I get the same behavior with for, doseq and loop. And I don't believe for example that loop does process chunks. I never thought the problem was so profound.

And I think not that the result of get-second-last-layer-embeddings is a promise or similar. Except the map-function suddenly transforms the passed function #(token-embeddings-of-sentences %1) into a promise.

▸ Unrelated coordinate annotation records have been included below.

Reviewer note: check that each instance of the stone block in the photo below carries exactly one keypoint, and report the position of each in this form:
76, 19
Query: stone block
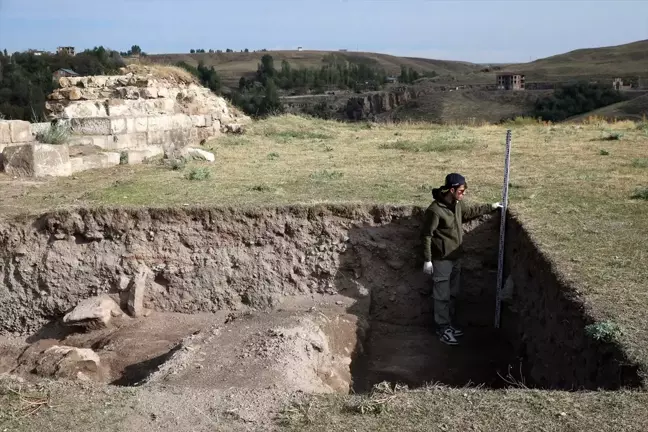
136, 157
118, 126
20, 131
95, 161
125, 141
37, 128
91, 125
198, 121
181, 121
160, 123
158, 137
37, 160
136, 124
5, 133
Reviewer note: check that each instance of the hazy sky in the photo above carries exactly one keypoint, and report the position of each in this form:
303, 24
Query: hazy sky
478, 30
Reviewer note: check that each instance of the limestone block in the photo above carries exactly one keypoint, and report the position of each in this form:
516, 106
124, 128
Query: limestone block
118, 126
136, 124
181, 121
198, 154
91, 126
161, 138
198, 121
160, 123
126, 141
180, 137
71, 363
37, 128
20, 131
138, 156
149, 93
5, 133
37, 160
93, 313
95, 161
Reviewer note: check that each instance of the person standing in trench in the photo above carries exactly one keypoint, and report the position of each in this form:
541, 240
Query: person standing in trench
442, 249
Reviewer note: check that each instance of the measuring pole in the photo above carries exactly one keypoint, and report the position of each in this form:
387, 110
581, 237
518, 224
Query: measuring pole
500, 258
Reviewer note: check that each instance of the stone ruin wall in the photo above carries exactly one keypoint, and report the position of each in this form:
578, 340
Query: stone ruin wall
140, 114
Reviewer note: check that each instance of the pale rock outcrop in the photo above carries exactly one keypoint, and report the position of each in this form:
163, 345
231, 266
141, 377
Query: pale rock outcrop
93, 313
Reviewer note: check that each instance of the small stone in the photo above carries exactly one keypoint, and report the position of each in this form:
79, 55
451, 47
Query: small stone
137, 291
93, 313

And token-embeddings-of-sentences should return a Tensor object as result of get-word-embeddings-for-token-information. Where I use only the functions py. , t/sequeeze, t/stack and py/get-item. Neither of these functions should return a promise or future. Only concrete results.

Okay, thanks for reporting -- saves me about an hour of tinkering. I think maybe I'll open an issue with pytorch and bug them to see if I can get anymore insight.

Edit Pytorch has over 5000 open issues right now so I doubt we'll hear from them anytime this decade, but issues like this https://github.com/pytorch/pytorch/issues/46386 make me think there is a lot of black magic going on with pytorch and in the short term we'll just have to be very clever in how we work around it. The codebase is also quite large and besides not having the bandwidth, my expertise stops where the C++ starts. So I think for now our best bet unless we can make friends with the pytorch team is solve libpython-clj pytorch issues on an adhoc basis, which I'm more than happy to help with!

jjtolton commented 3 years ago

@Goldritter do feel we can close this out or do you still require additional support?

Goldritter commented 3 years ago

I think we can close it now.

jjtolton commented 3 years ago

Thanks for the interesting puzzle. We've had ongoing issues with pytorch and I think this gave some valuable insight. Might be able to look at some other tickets now. Appreciate the work you did putting together the repro!

cnuernber commented 3 years ago

Perhaps research similar functionality via mxnet if possible. I have found that project to be in general much more solid. I know, however, they aren't as far in terms of some forms of NLP.

Goldritter commented 3 years ago

Thanks for the interesting puzzle. We've had ongoing issues with pytorch and I think this gave some valuable insight. Might be able to look at some other tickets now. Appreciate the work you did putting together the repro!

Thanks.
Glad to hear that this issue might be helpful to solve other other issues. And that it was not boring to work on it.